Still, CHIP programs seem to operate separately from state programs (e.g., Medi-Cal Managed Care) and other contracted MCOs (e.g., Centene). Given the relatively small size compared to Medicaid and complexity of dealing with it separately, then coupled with the long time horizon to see benefit, while not right, it is understandable while there isn't more integration or focus on the program.
We looked at the federal level, but didn’t see anything substantial developed for advanced payment models aside from a 2017 request for input, which resulted in the Integrated Care for Kids (InCK) model.
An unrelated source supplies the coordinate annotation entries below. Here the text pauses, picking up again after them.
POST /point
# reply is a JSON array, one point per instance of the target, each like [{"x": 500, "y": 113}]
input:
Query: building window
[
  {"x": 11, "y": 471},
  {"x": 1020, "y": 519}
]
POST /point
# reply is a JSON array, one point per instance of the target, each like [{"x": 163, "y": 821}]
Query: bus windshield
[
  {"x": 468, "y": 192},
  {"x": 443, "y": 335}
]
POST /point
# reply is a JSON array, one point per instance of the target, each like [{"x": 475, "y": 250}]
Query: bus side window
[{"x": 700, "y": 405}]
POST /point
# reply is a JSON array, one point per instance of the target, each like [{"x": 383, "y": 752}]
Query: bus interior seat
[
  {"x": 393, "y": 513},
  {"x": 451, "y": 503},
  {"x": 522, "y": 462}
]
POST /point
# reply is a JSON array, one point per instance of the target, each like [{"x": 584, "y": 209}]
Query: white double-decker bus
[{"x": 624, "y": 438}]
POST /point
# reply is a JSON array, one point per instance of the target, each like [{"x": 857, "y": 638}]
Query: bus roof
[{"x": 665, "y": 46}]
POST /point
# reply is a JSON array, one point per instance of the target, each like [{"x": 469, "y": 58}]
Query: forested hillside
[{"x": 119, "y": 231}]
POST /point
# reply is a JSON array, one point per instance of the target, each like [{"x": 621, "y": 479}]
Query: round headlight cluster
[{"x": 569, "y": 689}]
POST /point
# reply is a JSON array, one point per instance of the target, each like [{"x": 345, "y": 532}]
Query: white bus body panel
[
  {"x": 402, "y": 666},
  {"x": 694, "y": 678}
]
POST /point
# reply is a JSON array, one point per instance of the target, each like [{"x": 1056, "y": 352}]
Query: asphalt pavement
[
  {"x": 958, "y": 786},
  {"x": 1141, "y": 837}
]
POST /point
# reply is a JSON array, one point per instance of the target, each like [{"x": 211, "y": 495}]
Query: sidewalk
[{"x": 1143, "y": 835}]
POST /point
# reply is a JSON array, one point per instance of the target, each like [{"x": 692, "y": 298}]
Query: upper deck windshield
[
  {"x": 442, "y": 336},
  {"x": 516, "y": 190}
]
More info on federal models we found here, here, and here.
While CHIP and Medicaid are complex, the time, effort and resources devoted to innovating in children’s health is important. Between CHIP and Medicaid, this combined group of children are some of our most vulnerable patient populations, and also tend to be the most underserved throughout their lives. While it’s been great to see innovation in pediatrics that has been more focused on commercial and direct to patient populations, we’re hopeful to see more innovation addressing the Medicaid and CHIP populations going forward.